Добавить в цитаты Настройки чтения

Страница 99 из 145



Итак, Воронов-Свияжский превратился в виленца, два дня беззаботно бродил по Старому городу, пытаясь проникнуться окружавшим средневеково-барочным духом. Сергей дышал внезапно явленной свободой, которая ни к чему не обязывала, совершенно не требуя выстраивать занудных линий поведения. Он стал в те дни вольным человеком. Намеренно заглянул в Доминиканский костел Святого Духа, так как слышал о его неземном интерьере. Случайно оказался в соседнем — францисканском монастыре, осмотрел с любопытством обветшалый собор и прилегающие готические строения. Посетил старейший в городе костел Святого Николая, что спрятался в укромном местечке, упреждая праздных зевак.
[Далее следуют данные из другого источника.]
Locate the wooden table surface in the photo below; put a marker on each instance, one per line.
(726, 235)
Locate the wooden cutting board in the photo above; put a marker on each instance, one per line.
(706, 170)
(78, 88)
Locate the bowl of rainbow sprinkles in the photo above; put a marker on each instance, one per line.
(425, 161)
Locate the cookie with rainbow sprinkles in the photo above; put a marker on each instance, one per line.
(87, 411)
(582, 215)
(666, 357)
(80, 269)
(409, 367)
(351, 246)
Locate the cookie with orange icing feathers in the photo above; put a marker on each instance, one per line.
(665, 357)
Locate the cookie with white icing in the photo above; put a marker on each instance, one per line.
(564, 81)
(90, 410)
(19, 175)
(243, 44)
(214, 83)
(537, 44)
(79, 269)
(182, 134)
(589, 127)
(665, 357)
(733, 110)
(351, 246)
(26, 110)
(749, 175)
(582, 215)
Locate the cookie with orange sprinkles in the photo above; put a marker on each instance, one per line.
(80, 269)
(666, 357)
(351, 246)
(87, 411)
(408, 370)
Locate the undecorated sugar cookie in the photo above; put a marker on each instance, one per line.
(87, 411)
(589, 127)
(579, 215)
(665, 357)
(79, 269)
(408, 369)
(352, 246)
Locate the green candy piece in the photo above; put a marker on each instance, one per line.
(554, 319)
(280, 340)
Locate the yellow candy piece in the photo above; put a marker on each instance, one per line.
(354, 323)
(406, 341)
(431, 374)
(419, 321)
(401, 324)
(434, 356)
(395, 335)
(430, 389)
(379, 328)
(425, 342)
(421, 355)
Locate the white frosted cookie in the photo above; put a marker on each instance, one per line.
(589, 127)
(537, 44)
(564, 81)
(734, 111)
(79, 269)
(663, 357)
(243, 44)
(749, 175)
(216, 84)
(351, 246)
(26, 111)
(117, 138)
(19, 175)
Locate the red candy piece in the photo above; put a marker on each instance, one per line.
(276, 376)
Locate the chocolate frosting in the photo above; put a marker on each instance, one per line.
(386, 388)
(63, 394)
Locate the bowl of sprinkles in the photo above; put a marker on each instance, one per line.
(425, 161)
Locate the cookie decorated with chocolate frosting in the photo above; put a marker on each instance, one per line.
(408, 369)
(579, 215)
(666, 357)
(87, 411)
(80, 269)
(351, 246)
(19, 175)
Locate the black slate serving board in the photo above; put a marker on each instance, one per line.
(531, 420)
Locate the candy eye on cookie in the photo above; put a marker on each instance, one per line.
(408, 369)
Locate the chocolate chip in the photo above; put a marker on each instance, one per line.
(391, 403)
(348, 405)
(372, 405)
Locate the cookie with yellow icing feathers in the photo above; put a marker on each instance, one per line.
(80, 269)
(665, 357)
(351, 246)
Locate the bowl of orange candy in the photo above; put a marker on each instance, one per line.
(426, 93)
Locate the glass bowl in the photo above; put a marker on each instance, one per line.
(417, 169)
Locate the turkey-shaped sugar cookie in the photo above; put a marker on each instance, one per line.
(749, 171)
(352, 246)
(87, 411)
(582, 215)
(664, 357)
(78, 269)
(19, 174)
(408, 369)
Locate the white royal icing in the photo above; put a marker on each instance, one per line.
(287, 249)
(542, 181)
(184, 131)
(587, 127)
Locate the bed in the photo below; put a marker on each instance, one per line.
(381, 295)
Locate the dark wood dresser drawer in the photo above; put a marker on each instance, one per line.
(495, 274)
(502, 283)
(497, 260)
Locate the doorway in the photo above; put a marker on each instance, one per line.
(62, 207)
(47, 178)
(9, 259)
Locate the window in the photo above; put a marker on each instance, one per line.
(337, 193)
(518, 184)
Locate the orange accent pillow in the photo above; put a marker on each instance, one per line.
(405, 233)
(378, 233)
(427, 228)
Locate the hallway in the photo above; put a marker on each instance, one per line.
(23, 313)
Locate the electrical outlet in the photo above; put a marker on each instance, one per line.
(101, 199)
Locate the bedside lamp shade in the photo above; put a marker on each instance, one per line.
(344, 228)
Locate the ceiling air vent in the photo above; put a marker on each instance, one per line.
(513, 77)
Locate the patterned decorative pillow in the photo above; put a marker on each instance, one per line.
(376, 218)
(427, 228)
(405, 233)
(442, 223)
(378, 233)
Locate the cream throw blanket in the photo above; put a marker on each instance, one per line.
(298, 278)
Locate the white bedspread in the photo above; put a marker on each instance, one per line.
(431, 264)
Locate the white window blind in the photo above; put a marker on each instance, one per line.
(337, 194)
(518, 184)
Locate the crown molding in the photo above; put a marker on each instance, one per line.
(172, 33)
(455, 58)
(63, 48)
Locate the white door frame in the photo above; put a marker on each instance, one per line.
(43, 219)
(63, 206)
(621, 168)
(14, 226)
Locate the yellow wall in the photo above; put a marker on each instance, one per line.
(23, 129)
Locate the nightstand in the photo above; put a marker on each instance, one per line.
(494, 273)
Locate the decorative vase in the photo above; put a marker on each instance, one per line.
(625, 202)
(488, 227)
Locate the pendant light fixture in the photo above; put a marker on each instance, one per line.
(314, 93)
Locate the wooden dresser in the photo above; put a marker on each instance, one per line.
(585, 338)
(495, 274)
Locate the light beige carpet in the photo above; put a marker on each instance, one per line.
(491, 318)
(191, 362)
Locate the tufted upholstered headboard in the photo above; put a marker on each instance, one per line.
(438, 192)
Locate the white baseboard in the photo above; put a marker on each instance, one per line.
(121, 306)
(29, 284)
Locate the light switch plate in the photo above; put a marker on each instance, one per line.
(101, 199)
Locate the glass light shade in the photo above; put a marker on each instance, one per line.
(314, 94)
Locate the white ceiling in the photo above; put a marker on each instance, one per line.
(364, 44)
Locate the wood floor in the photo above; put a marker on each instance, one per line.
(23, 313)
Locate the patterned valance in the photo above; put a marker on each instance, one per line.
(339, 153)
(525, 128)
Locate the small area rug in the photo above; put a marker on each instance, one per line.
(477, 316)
Там же в крохотном скверике остановился в раздумье перед статуей Святого Христофора (небесном покровителе города) с ребенком Иисусом на плече. Пошастал по увитым плющом старинным университетским дворикам, потом прошел к сказочной Святой Анне и охранявшему малютку громадному Бернардинскому собору. Не будучи воцерковленным человеком, удосужился войти в просторный православный Пречистенский храм и поставить свечи за успех начатого дела и о здравии близких. Так, на всякий случай поставил, а вдруг…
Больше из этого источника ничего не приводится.